このように、競売の場合は市場価格よりもかなり低い価格での売却が見込まれるため、任意売却の方が通常は価格が高くなります。
競売の価格が安い理由
では、なぜ競売では市場相場よりも安くなってしまうのでしょうか?
売却基準価格の低さ
競売では、裁判所が売却基準価格を定めます。この価格は市場相場の一定割合に基づいて決定されるため、市場価格よりも低くなります。
内見ができない
競売物件は、内見ができないケースがあります。購入希望者は物件の評価を行う際に十分な情報を得られないため、価格を低く設定する傾向があります。
考慮期間の短さ
競売物件は入札期日が決まっており、検討期間が限られています。購入希望者は短い期間内に決断しなければならないので、競売物件の価格は低く設定されることがあるのです。
占有者の存在
競売物件には、競売にかけられた元の所有者が住んでいることもあります。
この場合、新しい所有者が物件を利用するためには、元の所有者を退去させる必要があります。
占有者が退去に応じない場合、裁判所で手続きが必要となり、余計な時間と費用がかかる可能性があります。こういったケースでは、不動産価格も低くなりがちです。
競売と比較した任意売却のメリット
任意売却は通常の市場価格とほぼ同程度で不動産の売却が可能です。
また、競売と比較すると以下のようなメリットもあります。
柔軟な残債処理
競売では売却代金が全額返済に充てられるため、元所有者にはお金が残りません。
一方、任意売却では交渉次第で売却代金から引越し費用や滞納中の税金の一部を持ち出せる場合があります。
また、不動産会社を通じて債権者との交渉を行うことで、債務の一部を分割払いにするなど柔軟な処理が可能です。
スケジュールの調整
競売では裁判所が決定したスケジュールに従わなければならないため、所有者側の事情や状況は無視されます。
一方、任意売却では所有者が金融機関と相談することで、売却のタイミングや条件を比較的柔軟に調整できます。
ただし、売却期限は金融機関が決定します。一般的には、任意売却が始まってから1年ほどが売却までの期間とされています。
プライバシーの確保
競売物件はインターネットなどで公開されます。そのため、経済的に困窮したことが知人や近所の人々に知られる可能性があります。

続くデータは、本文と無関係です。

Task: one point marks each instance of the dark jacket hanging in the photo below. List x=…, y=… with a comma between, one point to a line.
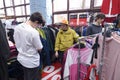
x=4, y=53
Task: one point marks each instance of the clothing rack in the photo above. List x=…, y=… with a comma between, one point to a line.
x=103, y=49
x=79, y=57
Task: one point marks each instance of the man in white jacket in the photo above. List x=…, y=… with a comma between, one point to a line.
x=28, y=44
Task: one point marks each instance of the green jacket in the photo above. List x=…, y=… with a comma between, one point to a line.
x=65, y=39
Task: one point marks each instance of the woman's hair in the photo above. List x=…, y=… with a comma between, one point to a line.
x=100, y=16
x=36, y=16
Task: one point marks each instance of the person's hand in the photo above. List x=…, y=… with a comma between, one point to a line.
x=56, y=54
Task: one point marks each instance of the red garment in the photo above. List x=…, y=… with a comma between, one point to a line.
x=115, y=7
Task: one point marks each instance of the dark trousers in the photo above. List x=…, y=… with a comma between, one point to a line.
x=31, y=73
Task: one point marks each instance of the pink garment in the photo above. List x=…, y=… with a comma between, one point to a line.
x=72, y=58
x=110, y=70
x=74, y=71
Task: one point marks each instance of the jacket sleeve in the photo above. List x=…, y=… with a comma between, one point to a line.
x=76, y=36
x=57, y=42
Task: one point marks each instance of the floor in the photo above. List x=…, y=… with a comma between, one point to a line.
x=52, y=72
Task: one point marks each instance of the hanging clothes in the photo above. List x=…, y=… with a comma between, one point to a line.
x=4, y=53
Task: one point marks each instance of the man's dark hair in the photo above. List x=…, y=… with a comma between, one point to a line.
x=36, y=16
x=100, y=16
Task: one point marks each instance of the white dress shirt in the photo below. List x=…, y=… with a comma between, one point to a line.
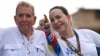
x=14, y=43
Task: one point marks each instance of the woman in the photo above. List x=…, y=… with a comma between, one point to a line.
x=72, y=42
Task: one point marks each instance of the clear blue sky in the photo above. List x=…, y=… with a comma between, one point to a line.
x=7, y=8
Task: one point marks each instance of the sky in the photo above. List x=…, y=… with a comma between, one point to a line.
x=7, y=8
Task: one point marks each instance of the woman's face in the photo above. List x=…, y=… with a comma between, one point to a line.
x=59, y=21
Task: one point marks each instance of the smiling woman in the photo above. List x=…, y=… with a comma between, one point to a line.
x=41, y=8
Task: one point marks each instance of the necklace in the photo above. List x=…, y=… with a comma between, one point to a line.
x=27, y=46
x=78, y=50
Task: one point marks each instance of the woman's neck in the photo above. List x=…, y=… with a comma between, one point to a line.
x=67, y=34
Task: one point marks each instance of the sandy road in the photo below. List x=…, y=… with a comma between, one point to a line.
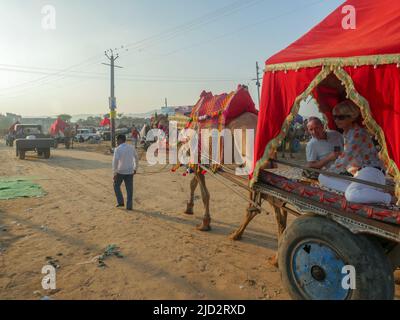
x=165, y=257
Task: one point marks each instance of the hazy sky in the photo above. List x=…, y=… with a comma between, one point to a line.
x=177, y=48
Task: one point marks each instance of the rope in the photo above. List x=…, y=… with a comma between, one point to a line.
x=234, y=191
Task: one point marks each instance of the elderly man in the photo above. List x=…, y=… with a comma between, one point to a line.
x=324, y=147
x=125, y=164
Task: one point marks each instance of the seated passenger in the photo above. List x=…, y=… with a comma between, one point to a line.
x=360, y=158
x=325, y=145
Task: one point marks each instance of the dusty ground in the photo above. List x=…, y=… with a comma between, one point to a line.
x=164, y=256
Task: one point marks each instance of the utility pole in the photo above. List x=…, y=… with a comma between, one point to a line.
x=112, y=100
x=258, y=83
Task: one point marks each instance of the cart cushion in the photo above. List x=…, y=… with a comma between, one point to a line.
x=335, y=200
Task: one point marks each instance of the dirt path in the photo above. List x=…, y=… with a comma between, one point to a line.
x=165, y=257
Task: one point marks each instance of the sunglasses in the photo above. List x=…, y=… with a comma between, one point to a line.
x=342, y=117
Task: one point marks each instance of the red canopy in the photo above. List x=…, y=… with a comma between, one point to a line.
x=105, y=122
x=58, y=126
x=332, y=63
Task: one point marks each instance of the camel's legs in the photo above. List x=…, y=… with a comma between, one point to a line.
x=281, y=219
x=193, y=185
x=205, y=225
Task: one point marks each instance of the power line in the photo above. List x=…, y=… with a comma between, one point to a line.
x=180, y=28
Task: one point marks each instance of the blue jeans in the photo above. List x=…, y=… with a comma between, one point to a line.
x=128, y=180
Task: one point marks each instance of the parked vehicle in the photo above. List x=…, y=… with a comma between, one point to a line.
x=31, y=138
x=10, y=139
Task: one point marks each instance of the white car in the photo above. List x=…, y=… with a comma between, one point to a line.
x=83, y=135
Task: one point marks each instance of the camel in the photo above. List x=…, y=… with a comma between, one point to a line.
x=245, y=121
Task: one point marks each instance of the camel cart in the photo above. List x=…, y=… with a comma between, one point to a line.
x=332, y=241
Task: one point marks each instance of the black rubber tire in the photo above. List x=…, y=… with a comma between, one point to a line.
x=21, y=154
x=46, y=153
x=374, y=274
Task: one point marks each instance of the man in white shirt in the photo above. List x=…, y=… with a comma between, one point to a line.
x=324, y=147
x=125, y=164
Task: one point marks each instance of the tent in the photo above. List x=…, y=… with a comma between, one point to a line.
x=58, y=126
x=364, y=62
x=105, y=122
x=216, y=111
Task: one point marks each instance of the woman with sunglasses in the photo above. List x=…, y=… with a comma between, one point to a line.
x=359, y=158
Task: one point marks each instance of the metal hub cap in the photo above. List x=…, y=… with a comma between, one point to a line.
x=317, y=270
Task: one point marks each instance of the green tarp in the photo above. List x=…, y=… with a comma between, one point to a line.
x=19, y=188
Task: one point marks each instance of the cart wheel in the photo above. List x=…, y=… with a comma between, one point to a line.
x=313, y=252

一方の任意売却では、他の物件と一緒に情報が公開されるため、経済事情を他人に知られるリスクが低くなります。
残債処理のサポート
競売後の残債については所有者自身が金融機関や保険会社と交渉しなければなりませんが、任意売却の場合、不動産会社を通じて事前に残債に関して取り決めを行います。
分割払いが可能なケースもあるので、不動産を手放した後の生活の負担を軽減できます。
競売を回避して任意売却する方法
すでに競売の手続きが始まっている場合、早急に任意売却に向けて行動を起こしましょう。
競売を回避するためには、開札期日の前日までに任意売却の決済を完了させる必要があります。
そのため、なるべく早く不動産会社に相談し、任意売却の準備を進めることが重要です。
また、ローンの滞納が始まる前からでも任意売却の相談は可能です。返済が苦しい状況が続いている場合は、ローンの滞納が始まる前に不動産会社に相談することで、スムーズに準備を進めることができます。
早めに準備しておくことは、競売を回避できるだけではなく、市場価格よりも良い条件で売却できる可能性も高まります。
売却活動の期間を確保することで、より多くの購入希望者の目に留まる機会が増え、より有利な条件での売却が期待できます。
まとめ
競売と任意売却の販売価格には、およそ3〜5割ほどの価格差が生まれます。競売は、裁判所を通して販売され、販売期間の短さや情報の不足などから価格が安くなる傾向があります。
任意売却においては、通常の市場価格と同程度で販売できる可能性が高く、早めに準備を行うことでさらに高値で販売できることもあります。
競売を回避するためには、開札期日の前日までに任意売却の決済を完了させなければなりません。
そのため、早めに不動産会社に相談し、交渉を進める必要があるのです。
また、不動産会社を選定する際には、任意売却に関するノウハウを持っている会社に相談しましょう。
任意売却は通常の不動産取引と比較して、法律に関する専門的な知識や金融機関との交渉術が求められます。
これまでの実績などの情報を集め、信頼できる不動産会社を選ぶことがポイントです。